I noticed throughout the years that many doctors seemed to hold a bias against me because I was heavy. I actually still believe most people hold this bias. I believe these types of biases make it difficult to get the proper care we really need. If something doesn’t seem right, try to push past your timid self, find your voice and stand up for proper testing and treatment! You are your best advocate!
TSH levels are not the only thing to check for. Push for them to check your T3 and T4 levels and thyroid antibodies, and most importantly, A GOOD DOCTOR LISTENS TO THEIR PATIENTS. Sometimes symptoms speak louder than numbers on a test. People with Hashimoto’s disease tend to experience the same symptoms as other patients with hypothyroidism experience, including low energy and fatigue, weight gain, cold intolerance (feeling cold when others are comfortable), constipation and depression. It’s easy to mistake these symptoms for other problems.

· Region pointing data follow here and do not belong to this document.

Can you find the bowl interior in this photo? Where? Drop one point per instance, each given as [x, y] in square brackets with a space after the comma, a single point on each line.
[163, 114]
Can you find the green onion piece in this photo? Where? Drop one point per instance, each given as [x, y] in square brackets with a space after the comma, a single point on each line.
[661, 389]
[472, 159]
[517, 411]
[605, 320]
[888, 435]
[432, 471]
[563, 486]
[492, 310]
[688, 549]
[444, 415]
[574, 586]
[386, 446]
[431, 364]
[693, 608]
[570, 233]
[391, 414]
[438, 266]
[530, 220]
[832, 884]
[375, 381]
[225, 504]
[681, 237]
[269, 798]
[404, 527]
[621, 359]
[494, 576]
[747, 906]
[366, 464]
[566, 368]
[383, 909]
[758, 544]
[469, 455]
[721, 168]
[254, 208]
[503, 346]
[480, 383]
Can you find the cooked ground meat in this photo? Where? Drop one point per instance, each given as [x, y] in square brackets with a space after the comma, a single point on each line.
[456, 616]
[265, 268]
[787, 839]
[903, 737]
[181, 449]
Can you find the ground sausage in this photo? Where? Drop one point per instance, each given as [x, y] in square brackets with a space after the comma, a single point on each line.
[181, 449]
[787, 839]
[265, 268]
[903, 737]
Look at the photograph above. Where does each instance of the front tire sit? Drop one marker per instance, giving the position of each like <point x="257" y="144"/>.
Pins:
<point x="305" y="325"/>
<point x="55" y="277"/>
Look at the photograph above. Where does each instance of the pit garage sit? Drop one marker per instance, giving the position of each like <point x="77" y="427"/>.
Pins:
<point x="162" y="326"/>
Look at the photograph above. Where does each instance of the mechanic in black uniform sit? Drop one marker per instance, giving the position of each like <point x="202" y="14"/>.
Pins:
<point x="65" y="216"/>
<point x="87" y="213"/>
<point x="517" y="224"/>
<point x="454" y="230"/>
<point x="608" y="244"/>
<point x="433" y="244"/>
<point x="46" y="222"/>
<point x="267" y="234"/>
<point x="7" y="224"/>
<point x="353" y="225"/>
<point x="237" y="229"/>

A few months after my surgery I asked my daughter’s teacher if I could sit next to my daughter and learn to paint as well. It was such a wonderful experience. Although already 39 years old at the time, beginning to paint opened up a whole new world for me. Maybe this little butterfly-shaped organ called the thyroid, which covers one’s voice box, was silencing me. Maybe I needed to release the butterflies that were being held captive. Since I began to paint, I haven’t been able to stop. My paintings became my voice. What I couldn’t articulate with words began pouring out of me with paint. There seems to be an endless supply of ideas in my head. Finding the key and opening the doors to our minds is sometimes as simple, or truly difficult, as getting the right care.